Authors : Eyong Manyiyong Queenta, Kimeng Comfort Mbosi

Abstract:

Documentation serves as a critical written record of patient care, including assessments, interventions, and outcomes. However, healthcare systems in Cameroon, including Cite Verte District Hospital in Yaoundé, face significant documentation gaps, potentially compromising patient safety and care. This study assessed the quality of nursing documentation for inpatients at this hospital. A retrospective descriptive cross-sectional design was employed, using a mixed-method approach.
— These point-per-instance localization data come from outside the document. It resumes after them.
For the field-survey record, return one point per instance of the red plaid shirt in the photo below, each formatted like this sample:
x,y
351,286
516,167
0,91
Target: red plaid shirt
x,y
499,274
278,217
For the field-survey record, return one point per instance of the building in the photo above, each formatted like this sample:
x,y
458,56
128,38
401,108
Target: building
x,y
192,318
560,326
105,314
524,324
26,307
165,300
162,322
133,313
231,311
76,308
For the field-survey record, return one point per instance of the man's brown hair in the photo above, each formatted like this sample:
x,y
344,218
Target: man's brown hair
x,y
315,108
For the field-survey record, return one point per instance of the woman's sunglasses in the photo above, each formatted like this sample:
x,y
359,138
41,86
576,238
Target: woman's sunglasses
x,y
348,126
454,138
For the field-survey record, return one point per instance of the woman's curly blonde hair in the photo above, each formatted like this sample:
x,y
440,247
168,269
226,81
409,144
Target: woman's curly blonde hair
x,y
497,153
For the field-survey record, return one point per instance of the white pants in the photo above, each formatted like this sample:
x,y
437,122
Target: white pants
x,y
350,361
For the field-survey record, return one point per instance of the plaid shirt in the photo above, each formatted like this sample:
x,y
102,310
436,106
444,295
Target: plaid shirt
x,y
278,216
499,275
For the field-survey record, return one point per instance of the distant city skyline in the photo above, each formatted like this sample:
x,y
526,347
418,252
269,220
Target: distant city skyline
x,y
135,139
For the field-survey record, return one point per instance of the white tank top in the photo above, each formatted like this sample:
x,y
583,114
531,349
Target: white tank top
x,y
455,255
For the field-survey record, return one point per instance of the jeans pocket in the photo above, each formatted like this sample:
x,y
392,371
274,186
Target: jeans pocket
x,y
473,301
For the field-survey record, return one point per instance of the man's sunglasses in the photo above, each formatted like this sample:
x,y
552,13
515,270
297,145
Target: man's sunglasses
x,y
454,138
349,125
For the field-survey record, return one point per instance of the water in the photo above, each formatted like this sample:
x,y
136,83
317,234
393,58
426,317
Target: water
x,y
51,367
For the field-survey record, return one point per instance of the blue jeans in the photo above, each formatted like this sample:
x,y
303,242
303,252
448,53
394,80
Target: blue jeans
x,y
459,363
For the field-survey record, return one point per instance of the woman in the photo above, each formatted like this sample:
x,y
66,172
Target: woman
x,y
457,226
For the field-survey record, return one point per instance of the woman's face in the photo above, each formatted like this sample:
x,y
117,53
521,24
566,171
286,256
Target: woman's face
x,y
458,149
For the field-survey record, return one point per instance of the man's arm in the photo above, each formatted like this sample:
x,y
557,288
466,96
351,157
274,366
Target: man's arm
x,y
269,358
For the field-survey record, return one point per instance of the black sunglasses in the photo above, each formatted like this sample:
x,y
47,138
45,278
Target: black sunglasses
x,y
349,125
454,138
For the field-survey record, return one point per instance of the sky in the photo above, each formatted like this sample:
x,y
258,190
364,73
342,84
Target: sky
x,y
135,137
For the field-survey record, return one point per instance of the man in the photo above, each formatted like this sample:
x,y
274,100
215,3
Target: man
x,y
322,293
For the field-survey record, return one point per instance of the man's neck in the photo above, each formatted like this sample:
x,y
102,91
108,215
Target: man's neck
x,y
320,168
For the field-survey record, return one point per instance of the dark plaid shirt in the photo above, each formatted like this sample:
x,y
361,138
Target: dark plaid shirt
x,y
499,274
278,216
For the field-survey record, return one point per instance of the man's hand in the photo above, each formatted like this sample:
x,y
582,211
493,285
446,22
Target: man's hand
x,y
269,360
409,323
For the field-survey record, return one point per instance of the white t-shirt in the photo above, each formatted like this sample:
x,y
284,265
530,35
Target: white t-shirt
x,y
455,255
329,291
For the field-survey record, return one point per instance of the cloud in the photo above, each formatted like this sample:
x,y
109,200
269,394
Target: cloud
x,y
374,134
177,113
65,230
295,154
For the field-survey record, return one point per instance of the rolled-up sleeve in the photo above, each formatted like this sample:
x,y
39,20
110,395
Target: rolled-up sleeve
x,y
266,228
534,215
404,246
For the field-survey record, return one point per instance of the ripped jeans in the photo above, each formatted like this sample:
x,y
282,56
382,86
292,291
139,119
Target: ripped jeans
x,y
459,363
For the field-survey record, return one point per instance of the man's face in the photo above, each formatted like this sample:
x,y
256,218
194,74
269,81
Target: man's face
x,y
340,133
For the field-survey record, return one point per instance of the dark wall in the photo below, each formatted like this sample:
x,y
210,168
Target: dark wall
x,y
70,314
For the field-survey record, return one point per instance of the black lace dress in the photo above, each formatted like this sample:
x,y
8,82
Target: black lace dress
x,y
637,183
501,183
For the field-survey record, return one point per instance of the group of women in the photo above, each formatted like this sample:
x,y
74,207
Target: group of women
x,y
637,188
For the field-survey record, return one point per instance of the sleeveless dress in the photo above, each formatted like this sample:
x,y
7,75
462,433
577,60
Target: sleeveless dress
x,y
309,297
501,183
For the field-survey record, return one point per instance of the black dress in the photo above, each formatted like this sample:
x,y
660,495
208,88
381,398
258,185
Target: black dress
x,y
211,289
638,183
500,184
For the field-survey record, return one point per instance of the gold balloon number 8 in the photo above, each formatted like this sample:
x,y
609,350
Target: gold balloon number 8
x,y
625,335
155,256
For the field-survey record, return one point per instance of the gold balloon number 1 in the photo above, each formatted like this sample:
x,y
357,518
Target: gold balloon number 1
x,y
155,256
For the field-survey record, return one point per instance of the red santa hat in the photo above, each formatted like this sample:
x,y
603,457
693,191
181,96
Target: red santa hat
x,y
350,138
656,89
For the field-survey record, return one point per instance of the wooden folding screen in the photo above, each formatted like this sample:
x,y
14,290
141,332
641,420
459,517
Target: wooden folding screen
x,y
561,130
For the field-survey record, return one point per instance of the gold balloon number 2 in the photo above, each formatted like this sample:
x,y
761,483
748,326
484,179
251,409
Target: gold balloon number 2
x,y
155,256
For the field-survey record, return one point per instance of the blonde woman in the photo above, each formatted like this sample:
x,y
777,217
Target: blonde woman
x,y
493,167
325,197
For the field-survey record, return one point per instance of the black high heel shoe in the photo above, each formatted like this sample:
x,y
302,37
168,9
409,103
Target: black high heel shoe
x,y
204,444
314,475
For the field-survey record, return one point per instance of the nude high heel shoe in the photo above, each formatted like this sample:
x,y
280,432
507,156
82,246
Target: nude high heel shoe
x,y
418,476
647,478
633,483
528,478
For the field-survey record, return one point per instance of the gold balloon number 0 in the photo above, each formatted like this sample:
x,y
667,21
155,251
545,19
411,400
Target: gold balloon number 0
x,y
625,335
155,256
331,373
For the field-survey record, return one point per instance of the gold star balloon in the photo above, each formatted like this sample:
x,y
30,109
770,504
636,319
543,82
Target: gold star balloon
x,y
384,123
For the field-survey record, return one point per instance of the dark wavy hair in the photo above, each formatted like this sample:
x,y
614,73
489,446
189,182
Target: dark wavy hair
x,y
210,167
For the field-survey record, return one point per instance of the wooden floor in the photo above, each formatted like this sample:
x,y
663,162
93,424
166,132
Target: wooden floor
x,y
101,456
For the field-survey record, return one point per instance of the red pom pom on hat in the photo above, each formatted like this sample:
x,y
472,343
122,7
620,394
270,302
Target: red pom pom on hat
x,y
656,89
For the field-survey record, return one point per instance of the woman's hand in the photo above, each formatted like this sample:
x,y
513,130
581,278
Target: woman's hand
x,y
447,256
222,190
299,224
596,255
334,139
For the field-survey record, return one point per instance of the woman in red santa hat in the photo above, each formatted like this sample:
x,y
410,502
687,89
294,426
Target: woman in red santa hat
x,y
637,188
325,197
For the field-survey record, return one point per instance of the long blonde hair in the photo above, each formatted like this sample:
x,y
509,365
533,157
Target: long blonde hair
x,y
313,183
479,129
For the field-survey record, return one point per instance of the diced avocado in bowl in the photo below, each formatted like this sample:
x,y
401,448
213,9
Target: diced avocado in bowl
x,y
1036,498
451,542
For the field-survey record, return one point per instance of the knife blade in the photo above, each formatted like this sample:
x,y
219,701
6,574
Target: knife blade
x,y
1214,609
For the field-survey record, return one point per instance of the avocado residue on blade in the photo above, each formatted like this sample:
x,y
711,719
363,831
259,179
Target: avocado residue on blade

Quantitative data were collected from 300 patient records, while qualitative insights were gathered through interviews with nine nurses. Findings revealed inconsistencies in documentation completeness across various categories. While patient identification details were generally recorded, discrepancies existed, with 51% missing patient contact information and 0% personnel signatures. Admission records showed deficiencies in patient education (10.33%) and personnel signatures (12.33%). Vital signs documentation had critical gaps, particularly in pediatric units where BP was unrecorded (0%). Qualitative findings highlighted diverse nursing perspectives on documentation, recognizing its importance yet facing challenges such as high workload, staff shortages, inadequate training, and inconsistent practices. Proposed strategies for improvement included increasing staffing levels, implementing routine documentation audits, providing continuous training, and emphasizing the importance of accurate record-keeping. It is thus essential to address both organizational challenges and individual behaviors to ensuring complete, accurate, and high-quality nursing documentation.